Medical and energy experts under the CLEAN-Air (Africa) platform have called for scaling up of clean cooking energy that can improve health whilst achieving environmental, gender and climate co-benefits.
According to the experts, in the short to medium term for sub-Saharan Africa (2030 Sustainable Development Goal-SDG horizon), the best option for scaling up of clean cooking is with Liquefied Petroleum Gas (LPG) with electricity being a longer-term aspiration.
Kenya Medical Research Institute (KEMRI) Director General Professor Sam Kariuki speaking on Tuesday at the KEMRI headquarters during the launch of the New International Collaboration on Energy, Air Pollution and Health that Champions Prevention through Clean Cooking said that LPG is readily available, cost effective, liked by households and does not require an established infrastructure for supply.
Kariuki said that globally 2.4 billion people (one third of the world’s population) cook using open fires or inefficient stoves fueled by kerosene, biomass (wood, charcoal, animal dung and crop waste) and coal with Sub-Saharan Africa having the highest population reliance on these polluting fuels at 85 per cent of the total population.
“Kerosene and biomass for cooking results in high levels of pollutants including respirable particulate matter (PM2.5) and other toxic chemicals, gasses and compounds that are detrimental to health. Cooking with these fuels have been calculated to be like burning 100 cigarettes each hour resulting in HAP (Household Air Pollution) levels more than 100 times World Health Organisation (WHO) safe levels for health,” said Kariuki.
He highlighted that research has shown HAP is causally associated with heart disease, stroke, pneumonia, chronic obstructive pulmonary disease and lung cancer with emerging evidence for associations with low birth weight, tuberculosis, cataracts and a range of other cancers.
Kariuki said that globally 3.2 million people die each year from exposure to household air pollution including 237,000 children under the age of 5 years with the disease burden for HAP calculated at 86 million healthy life years lost each year.
“In sub-Saharan Africa 683,984 people die annually from HAP, 8.9 per cent of all deaths and more than HIV/AIDS (8.4 per cent) and malaria (7.8 per cent).
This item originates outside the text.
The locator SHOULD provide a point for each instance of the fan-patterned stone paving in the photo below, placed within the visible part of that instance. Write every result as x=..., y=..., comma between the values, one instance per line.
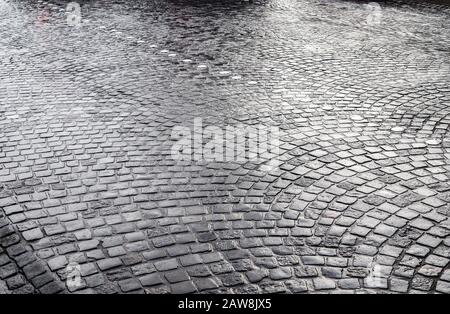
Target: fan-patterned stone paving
x=358, y=202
With 38 million healthy life years lost in the region, HAP accounts for almost 8 per cent of the total burden of disease in sub-Saharan Africa. In Kenya almost 23,000 people die each year directly from HAP,” he said.
To address these challenges, Kariuki said that CLEAN-Air (Africa) Global Health Research Unit was launched with Sh.1 billion funding from the UK government through its National Institute for Health and Care Research (NIHR).
He explained that the Unit was established with the explicit aim of reducing the burden of disease from energy poverty related air pollution in sub-Saharan Africa through research evidence to support policies for scaling up clean cooking and strengthening community and clinical health systems for primary and secondary prevention of household air pollution.
“CLEAN-Air (Africa) is a partnership of clinical, academic and research experts in environmental public health from the UK, Kenya, Tanzania, Uganda, Rwanda and Cameroon. The Unit’s 5-year program of research will deliver impactful evidence to inform the scale of household and institutional clean cooking within the SGD7 time horizon of 2030 for its focus countries and the wider sub-Saharan African region,” reiterated Kariuki.
He noted that through the training programme, they will increase the continent’s capacity to respond to; pandemics, better prepare for and prevent epidemics, other public health crisis as well as address various health issues particularly the infectious diseases such as Ebola, HIV/AIDS, tuberculosis, malaria among others.
According to Kariuki, reliance on polluting fuels for cooking is detrimental to the environment through deforestation and land degradation, to gender equality through health impacts and poverty for women associated with domestic roles and to climate through emissions of black carbon and methane that contribute to global warming.
“Gathering of wood for cooking and charcoal production has been estimated to be responsible for 40 per cent of global wood harvest and almost half of all forest degradation in sub-Saharan Africa. This unsustainable harvesting of wood contributes to environmental impacts including desertification, soil erosion and flooding and also to climate change with increased levels of greenhouse gasses,” he explained.
He said that the United Nations Sustainable Development Goal (SDG) initiative has a specific objective to “ensure access to affordable, reliable, sustainable and modern energy for all” by 2030 (SDG7).
“Unfortunately, the International Energy Agency (IEA) has estimated that based on current projections more than 60 per cent of Sub-Saharan Africa will be without access to clean cooking fuels in 2030,” said Prof Kariuki.
He said that the IEA’s Africa Energy Outlook (2022) envisages that by 2030, one-third of homes would use LPG, 10 per cent electricity, 10 per cent biogas and 6 per cent alcohol fuels, with 41 per cent using solid fuels in cleaner stoves. But in order to reach these levels, the IEA states: ‘Clean cooking access in sub-Saharan Africa needs to improve around 15-times faster over 2022-2030 than historic levels – an improvement rate unprecedented anywhere in the world’.